Unlocking the Power of Buy-Sell Insurance Entities (BSIE)
A tax-efficient way to manage policies that fund buy-sell agreements
by Eric Eklund, Esq.
Unlocking the Power of Buy-Sell Insurance Entities (BSIE)
by Eric Eklund, Esq.
Read the Official Court Ruling
Buy-Sell Insurance Entities, otherwise known as BSIEs, are a streamlined and tax-efficient way for business owners to manage life insurance policies that fund buy-sell agreements and are often established as LLCs. This structure offers a few key advantages — namely, centralized management, the aforementioned tax efficiency, and the creditor protection that comes from an LLC.
The Buy-Sell Insurance Entity (BSIE), also referred to as a special purpose buy-sell LLC, is an innovative legal and financial structure designed to address complex business succession, estate planning, and tax issues arising from traditional buy-sell agreements.
A BSIE offers a more streamlined and tax-efficient method for managing life insurance policies to fund buy-sell agreements among business owners.
The first LLC statute was established in Wyoming in 1977. This new business structure combined the limited liability features of a corporation with the tax efficiencies and operational flexibility of a partnership. Rev. Rul. 88-76 clarified that LLCs formed under Wyoming’s statute would be taxed as partnerships for federal tax purposes, provided none of the members are personally liable for the LLC’s debts.
Traditional Methods
Cross-Purchase Agreements
Redemption Agreements
Trusteed Cross-Purchase Agreements
Challenges
Traditional methods often lead to administrative burdens and potential tax issues, such as loss of basis step-up for surviving owners and exposure to business creditors. The 2024 Connelly decision has frustrated redemption planning by creating uncertainty in valuing a redemption obligation.
Structure and Benefits
A BSIE is a separate legal entity, usually a limited liability company (LLC), that owns life insurance policies on the business owners’ lives to fund a buy-sell agreement.
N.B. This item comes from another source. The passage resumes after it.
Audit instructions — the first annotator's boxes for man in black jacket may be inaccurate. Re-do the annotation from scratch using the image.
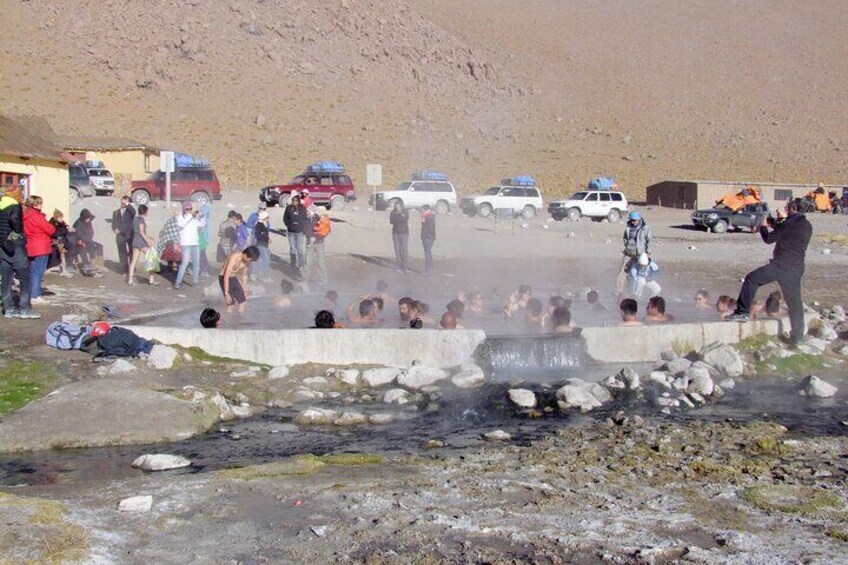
[112,196,135,274]
[0,187,41,319]
[727,198,813,343]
Key benefits include:
Centralized Ownership and Management
Tax Efficiency
Reduced Policy Needs
Creditor Protection
Basis “Step Up”
Under IRC §1012, surviving owners receive an increase in basis in their business interests equal to the purchase price of the deceased owner’s interest. This may reduce potential capital gains tax upon a future business sale. Under IRC §1014, the decedent’s estate will receive a basis adjustment in the value of the shares.
Tax-Free Distributions
Life insurance proceeds distributed to members are income tax-free, ensuring tax efficiency. IRC §101(a) provides that life insurance death benefits are generally excluded from gross income.
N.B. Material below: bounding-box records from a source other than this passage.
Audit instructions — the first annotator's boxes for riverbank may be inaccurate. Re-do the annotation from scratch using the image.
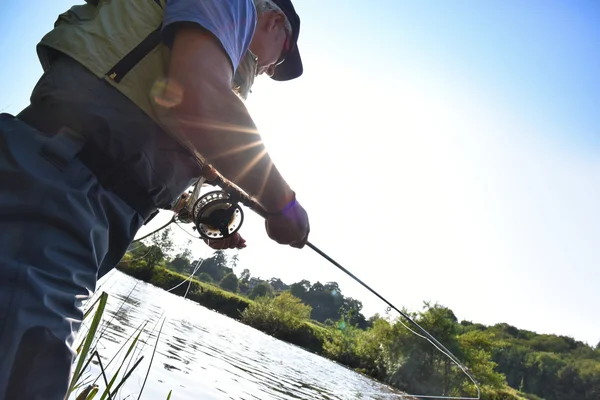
[117,262,536,400]
[117,263,332,356]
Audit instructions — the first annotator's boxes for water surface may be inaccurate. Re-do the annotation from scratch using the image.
[72,271,410,400]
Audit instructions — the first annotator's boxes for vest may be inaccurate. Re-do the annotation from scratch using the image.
[36,0,256,163]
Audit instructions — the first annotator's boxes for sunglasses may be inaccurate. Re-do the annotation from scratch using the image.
[275,27,291,67]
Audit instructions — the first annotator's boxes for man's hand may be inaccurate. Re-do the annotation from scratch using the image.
[265,200,310,249]
[204,232,246,250]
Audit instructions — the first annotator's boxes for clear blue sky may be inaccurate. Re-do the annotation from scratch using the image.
[0,0,600,345]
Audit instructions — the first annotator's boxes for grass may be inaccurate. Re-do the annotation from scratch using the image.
[66,292,172,400]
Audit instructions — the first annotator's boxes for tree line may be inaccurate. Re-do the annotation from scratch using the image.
[123,230,600,400]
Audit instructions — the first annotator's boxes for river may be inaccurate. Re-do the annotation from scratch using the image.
[70,270,412,400]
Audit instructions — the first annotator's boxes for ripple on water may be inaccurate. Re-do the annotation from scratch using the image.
[73,271,408,400]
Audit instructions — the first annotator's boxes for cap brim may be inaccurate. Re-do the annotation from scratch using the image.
[271,45,304,81]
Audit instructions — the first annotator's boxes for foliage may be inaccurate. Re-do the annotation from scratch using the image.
[219,272,238,293]
[248,281,273,299]
[242,292,311,336]
[119,228,600,400]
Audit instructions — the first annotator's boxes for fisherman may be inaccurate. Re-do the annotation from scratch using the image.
[0,0,309,400]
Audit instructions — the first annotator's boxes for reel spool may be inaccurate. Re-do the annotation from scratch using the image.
[192,190,244,240]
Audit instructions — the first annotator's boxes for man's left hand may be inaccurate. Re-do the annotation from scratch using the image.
[204,232,246,250]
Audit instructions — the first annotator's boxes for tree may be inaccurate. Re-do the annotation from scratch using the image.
[269,278,289,292]
[219,272,239,293]
[240,268,250,283]
[248,281,273,299]
[198,272,214,283]
[167,254,191,273]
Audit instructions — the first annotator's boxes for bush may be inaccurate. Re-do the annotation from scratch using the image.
[219,272,238,293]
[198,272,214,283]
[242,292,312,336]
[248,282,273,299]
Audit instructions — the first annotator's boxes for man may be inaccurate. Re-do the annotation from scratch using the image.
[0,0,309,400]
Avoiding Transfer-for-Value Issues
The BSIE structure can avoid transfer-for-value problems arising from problematic redemption agreements or traditional trusteed cross-purchase agreements. IRC §101(a)(2) outlines the transfer-for-value rule and provides exceptions for transfers to the insured, a partner of the insured, a partnership in which the insured is a partner, or a corporation in which the insured is an officer or shareholder.
Estate Planning
Using a BSIE can help address estate tax issues by preventing business owners from having incidents of ownership in the policies, thus avoiding the inclusion of death benefits in their estates. This mitigates the concerns posed by IRC §2042, which includes life insurance proceeds in the gross estate if the decedent had incidents of ownership at the time of death.
Formation
Ensure compliance with state LLC laws, including a clear statement of business purpose related to the buy-sell agreement.
Management
Typically structured as an independent manager-managed LLC to prevent insured members from having incidents of ownership.
Operating Agreement
Should set out in detail premium payment methods, management roles, and the allocation of death benefits to ensure clarity and compliance with tax laws.
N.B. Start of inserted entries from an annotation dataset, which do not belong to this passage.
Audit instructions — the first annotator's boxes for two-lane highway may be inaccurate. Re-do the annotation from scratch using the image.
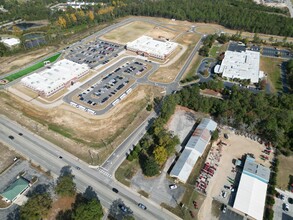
[0,116,179,219]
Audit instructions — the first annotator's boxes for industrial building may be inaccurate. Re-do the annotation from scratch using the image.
[126,36,178,60]
[170,118,217,183]
[233,156,270,220]
[215,50,264,83]
[21,59,89,96]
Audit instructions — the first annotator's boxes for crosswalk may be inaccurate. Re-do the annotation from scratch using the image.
[98,168,112,178]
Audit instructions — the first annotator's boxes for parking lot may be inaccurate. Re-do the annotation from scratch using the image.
[71,59,147,111]
[66,39,124,68]
[228,42,246,52]
[220,208,244,220]
[273,189,293,220]
[262,47,293,59]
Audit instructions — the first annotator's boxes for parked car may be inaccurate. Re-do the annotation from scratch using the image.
[222,190,227,198]
[169,184,177,189]
[112,188,119,193]
[283,203,289,212]
[222,204,227,213]
[138,203,147,210]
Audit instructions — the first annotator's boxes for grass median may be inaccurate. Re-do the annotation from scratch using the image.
[4,53,61,82]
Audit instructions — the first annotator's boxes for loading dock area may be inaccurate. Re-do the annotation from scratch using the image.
[66,39,124,68]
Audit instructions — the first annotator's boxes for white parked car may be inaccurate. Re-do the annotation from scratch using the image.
[222,191,227,198]
[169,184,177,189]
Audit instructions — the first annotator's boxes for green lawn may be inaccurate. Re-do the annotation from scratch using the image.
[4,53,61,82]
[260,57,282,92]
[210,43,228,58]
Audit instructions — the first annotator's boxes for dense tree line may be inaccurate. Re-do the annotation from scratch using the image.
[127,96,180,176]
[165,84,293,154]
[286,60,293,90]
[115,0,293,36]
[20,192,53,220]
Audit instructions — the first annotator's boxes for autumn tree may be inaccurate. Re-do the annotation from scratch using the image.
[12,25,23,37]
[20,193,52,220]
[57,16,67,28]
[88,11,95,21]
[70,13,77,23]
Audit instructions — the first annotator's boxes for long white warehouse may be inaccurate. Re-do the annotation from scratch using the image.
[170,118,217,183]
[215,50,264,83]
[126,36,178,60]
[21,59,89,96]
[233,156,270,220]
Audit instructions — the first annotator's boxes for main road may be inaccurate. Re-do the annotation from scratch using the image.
[0,116,180,220]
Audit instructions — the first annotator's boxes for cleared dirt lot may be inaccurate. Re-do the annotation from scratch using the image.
[101,21,155,44]
[198,130,272,219]
[0,86,161,164]
[0,142,19,174]
[149,33,200,83]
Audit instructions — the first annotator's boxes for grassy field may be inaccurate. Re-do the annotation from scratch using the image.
[260,57,282,92]
[4,53,61,82]
[277,155,293,190]
[0,142,19,174]
[115,160,138,186]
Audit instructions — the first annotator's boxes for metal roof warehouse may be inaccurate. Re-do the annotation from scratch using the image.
[170,118,217,183]
[233,156,270,220]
Three primary methods for allocating premium payments among BSIE members include:
Non-Insureds Pay Premiums
Mimic traditional cross-purchase methods but can be more burdensome for older or less healthy members.
Pro-Rata Premium Treatment
Allocates premiums based on ownership percentages, balancing tax burdens among members.
Pay Your Own Premium Treatment
Treats premiums as being paid by the insured, easing tax burdens for younger, healthier members.
Valuing Membership Interests
Upon the death of a member, the valuation should consider the capital account and possibly exclude the life insurance death benefit to avoid overvaluation.
Exit Planning
The BSIE should allow for the distribution of life insurance policies to individual members upon business exit, avoiding tax consequences and ensuring continued coverage.